Парк с удовольствием прошелся по лабиринту коридоров. Выпил пива в генеральском буфете, даже сделал ручкой стайке бежавших куда-то девиц.

Генерал Макдейр — круглый, розовый, жизнерадостный сангвиник — говорил быстро, часто ни с того ни с сего сам себя перебивая веселым смехом и интимно подмигивая собеседнику. На фоне принятой в этом министерстве сдержанности Макдейр казался олицетворением оптимизма.

— Дьявольски удачно, Майкл, что вы меня поймали. Едем вместе. Я спешу на «Пункт зеро», чтобы посмотреть «Юнивак». Его только что установили. Он может все! — захлебываясь от восторга, выкрикнул Макдейр. — Понимаете, Майкл, решительно все! Это та самая штука, на которую палата депутатов не хотела давать нам денег, и если бы не вы, старина…

Парка коробила фамильярность Макдейра. Он, Парк, сделал этого толстяка тем, чем тот теперь был: главою командования воздушной обороны. В пухлых руках генерала была сосредоточена огромная мощь: авиация и ракетные войска страны; Парк считал эти руки надежными. Но он не очень-то верил в могущество «Юнивака» — слишком много обещали его создатели, не в меру много! И посмотреть эту штуку все же стоило, раз уж на нее истрачены бешеные деньги. Следом за Макдейром Парк вошел в лифт и спустился к подземной дороге, соединяющей министерство обороны с вынесенным далеко за пределы столицы «Пунктом зеро» — командным постом воздушной обороны страны.

Ходом маленького вагончика управляли по радио издалека. Парк с отвращением чувствовал себя чем-то вроде начинки снаряда, несущегося в канале гигантского ствола, где впереди и сзади мчались такие же снаряды, начиненные людьми.

Неприятное ощущение, вызванное закруглением, по которому несся вагон, помешало размышлениям Парка о совершенстве техники. И тут же новое ощущение, столь же неприятное, но на этот раз вызванное силой, действующей в противоположном направлении, заставило Парка сморщиться. Сперва все, что было у него внутри, давило слева направо; теперь все внутренности устремились справа налево и мучительно сжали сердце. Словно его стиснул огромный безжалостный кулак.

Вагончик давно вышел на прямую, но скучные мысли, вызванные воспоминанием о сердце и врачах, еще долго копошились в голове, по какой-то необъяснимой ассоциации сменившись размышлениями о том, что будет с этой железной дорогой, когда пройдут тревожные времена ожидания внезапных нападений на республику.
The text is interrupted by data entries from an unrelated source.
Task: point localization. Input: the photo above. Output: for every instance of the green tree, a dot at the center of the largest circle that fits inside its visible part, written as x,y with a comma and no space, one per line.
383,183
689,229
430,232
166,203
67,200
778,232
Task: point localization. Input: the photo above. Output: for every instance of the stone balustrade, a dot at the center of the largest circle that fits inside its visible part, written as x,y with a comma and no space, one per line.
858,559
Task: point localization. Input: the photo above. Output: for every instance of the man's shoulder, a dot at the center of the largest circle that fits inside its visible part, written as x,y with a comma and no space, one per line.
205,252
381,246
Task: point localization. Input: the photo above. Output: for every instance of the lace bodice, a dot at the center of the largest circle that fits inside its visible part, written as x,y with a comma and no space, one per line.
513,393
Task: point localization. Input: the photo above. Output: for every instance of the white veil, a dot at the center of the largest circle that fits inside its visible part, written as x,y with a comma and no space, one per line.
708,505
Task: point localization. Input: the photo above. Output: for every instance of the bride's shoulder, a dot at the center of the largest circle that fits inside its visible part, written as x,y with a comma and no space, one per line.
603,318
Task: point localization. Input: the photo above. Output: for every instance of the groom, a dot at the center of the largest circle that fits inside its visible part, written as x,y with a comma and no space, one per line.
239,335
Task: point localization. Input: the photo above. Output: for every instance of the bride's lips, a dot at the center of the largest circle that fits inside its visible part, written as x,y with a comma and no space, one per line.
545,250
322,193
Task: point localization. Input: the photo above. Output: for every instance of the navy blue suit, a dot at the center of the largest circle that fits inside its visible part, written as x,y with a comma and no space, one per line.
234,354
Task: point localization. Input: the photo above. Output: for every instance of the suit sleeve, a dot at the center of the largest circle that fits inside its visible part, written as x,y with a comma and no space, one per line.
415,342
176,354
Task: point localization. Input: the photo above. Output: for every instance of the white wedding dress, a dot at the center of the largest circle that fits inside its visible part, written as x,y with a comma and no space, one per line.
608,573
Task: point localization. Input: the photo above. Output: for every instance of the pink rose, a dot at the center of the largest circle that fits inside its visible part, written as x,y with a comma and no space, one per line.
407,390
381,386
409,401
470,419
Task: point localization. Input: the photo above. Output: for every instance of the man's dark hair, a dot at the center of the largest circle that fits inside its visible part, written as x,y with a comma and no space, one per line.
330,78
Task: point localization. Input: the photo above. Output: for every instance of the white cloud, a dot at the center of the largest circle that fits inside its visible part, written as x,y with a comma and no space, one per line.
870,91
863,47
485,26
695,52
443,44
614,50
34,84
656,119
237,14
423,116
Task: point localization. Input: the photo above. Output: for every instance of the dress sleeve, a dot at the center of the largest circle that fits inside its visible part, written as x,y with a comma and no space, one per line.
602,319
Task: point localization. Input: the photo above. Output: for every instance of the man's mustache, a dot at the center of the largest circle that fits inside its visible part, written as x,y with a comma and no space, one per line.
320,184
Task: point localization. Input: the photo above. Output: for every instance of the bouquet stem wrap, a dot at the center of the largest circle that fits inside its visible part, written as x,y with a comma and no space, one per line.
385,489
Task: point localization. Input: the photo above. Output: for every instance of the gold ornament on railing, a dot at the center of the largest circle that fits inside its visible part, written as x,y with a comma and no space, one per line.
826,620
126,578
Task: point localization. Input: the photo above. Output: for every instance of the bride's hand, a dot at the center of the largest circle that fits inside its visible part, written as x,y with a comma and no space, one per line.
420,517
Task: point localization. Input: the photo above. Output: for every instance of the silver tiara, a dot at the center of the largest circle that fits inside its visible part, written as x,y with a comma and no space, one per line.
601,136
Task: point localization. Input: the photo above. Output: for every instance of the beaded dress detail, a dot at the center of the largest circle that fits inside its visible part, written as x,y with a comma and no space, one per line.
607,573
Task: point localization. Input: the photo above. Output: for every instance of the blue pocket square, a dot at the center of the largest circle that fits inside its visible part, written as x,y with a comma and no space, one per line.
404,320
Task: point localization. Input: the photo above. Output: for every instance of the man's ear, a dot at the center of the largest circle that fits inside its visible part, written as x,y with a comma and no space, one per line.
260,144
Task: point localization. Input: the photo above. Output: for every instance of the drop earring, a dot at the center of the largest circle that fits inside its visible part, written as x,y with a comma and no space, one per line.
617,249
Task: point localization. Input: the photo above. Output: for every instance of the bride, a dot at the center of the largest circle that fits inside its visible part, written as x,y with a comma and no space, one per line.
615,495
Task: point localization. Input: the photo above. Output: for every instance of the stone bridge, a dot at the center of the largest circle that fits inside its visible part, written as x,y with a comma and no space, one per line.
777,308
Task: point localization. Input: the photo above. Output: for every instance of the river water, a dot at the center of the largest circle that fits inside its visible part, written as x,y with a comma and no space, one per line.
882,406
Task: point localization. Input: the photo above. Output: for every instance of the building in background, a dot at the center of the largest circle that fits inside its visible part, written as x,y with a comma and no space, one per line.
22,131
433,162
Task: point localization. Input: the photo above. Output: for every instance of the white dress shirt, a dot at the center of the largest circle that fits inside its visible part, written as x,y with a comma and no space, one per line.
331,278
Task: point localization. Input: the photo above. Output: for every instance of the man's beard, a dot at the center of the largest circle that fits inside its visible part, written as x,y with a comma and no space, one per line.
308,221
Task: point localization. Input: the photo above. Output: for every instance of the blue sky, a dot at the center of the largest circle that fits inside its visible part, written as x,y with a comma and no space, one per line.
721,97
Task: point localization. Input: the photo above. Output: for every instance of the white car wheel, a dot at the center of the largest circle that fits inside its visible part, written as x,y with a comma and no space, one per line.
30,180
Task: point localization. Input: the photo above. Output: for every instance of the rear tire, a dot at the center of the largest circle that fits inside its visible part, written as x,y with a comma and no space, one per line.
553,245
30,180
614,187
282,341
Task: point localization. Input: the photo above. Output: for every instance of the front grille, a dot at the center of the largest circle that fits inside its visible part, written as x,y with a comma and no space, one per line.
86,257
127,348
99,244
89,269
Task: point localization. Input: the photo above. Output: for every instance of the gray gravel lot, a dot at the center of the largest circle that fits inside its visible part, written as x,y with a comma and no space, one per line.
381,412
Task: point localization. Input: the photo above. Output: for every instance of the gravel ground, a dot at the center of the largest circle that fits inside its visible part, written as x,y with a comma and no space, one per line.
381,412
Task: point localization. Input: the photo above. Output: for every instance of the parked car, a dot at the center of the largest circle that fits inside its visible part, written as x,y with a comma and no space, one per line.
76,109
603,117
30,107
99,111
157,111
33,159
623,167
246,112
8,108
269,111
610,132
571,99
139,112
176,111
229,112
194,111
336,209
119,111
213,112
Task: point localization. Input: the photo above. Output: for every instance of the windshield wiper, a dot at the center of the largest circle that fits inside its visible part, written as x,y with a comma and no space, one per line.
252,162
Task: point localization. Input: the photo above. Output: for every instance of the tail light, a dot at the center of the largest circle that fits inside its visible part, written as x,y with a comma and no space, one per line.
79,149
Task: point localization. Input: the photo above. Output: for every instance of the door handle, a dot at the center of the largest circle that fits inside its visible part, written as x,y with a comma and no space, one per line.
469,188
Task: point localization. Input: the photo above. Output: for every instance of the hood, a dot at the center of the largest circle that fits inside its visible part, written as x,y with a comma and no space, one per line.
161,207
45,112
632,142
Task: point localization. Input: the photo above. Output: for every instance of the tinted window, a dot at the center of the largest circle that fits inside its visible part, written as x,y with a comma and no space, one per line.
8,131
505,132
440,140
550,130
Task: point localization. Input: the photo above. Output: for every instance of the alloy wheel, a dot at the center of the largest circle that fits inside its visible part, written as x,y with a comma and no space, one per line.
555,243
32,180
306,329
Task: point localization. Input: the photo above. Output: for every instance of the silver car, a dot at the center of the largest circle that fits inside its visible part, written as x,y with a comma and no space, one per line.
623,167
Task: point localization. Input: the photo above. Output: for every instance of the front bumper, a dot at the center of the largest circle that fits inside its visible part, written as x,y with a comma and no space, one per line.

Придут же счастливые времена, когда люди поймут вздорность того, что делается сейчас во имя обороны от несуществующей опасности! Придут непременно. Тогда сдадут на слом бомбардировщики и ракеты, уволят в отставку всех на свете макдейров и парков; эта подземная трасса превратится в загородный метрополитен. Веселая суета воцарится на станции отправления, которую по старой памяти назовут «Пункт зеро». Поезда повезут людей к озерам. В залах «Пункта зеро» поставят ресторанные столики; на огромном экране, какого второго нет в стране, будут показывать фильмы о путешествиях или комедии, от которых людям станет легко на душе. Потом лифты-экспрессы поднимут гуляющих на сотню метров, на поверхность земли, в тень густого бора, на берег озера, подобно фиорду растекшегося между обрывами.

Нетронутый лесной массив и нерушимый покой водного зеркала скрывали подземный городок, куда приехали Парк и Макдейр. Восемь гектаров, занятых железобетонными сооружениями, двумя, а то и тремя этажами уходящими под землю. Только в одном месте, где был расположен главный зал командования, сооружение было одноэтажным. Зато над его стальной крышей, прикрытой несколькими прослойками железобетона, лежал еще стометровый массив не тронутой экскаваторами девственной почвы бора и дно глубокого озера. Служебные помещения штаба, оперативный отдел, разведка, связь, учреждения бытового обслуживания и жилые отсеки — все это вмещало 2240 человек постоянного персонала, днем и ночью, в три смены, обслуживавшего «Пункт зеро». Городок имел самостоятельное водоснабжение из нескольких артезианских колодцев. Эта вода была обеспечена от радиоактивного заражения. Хранилища для трехмесячного запаса пищи были также хорошо защищены. Возможность проникновения в убежища воздуха, зараженного чем бы то ни было, исключалась. Питание установок кондиционированного воздуха в каждом отсеке и этаже производилось через надежные фильтры. Все двери помещений, все ворота тоннелей были снабжены специальными приспособлениями, реагирующими на малейшее повышение радиации воздуха. Створки этих дверей были устроены так, что в тридцатую долю секунды захлопывались прежде, чем взрывная волна успеет докатиться.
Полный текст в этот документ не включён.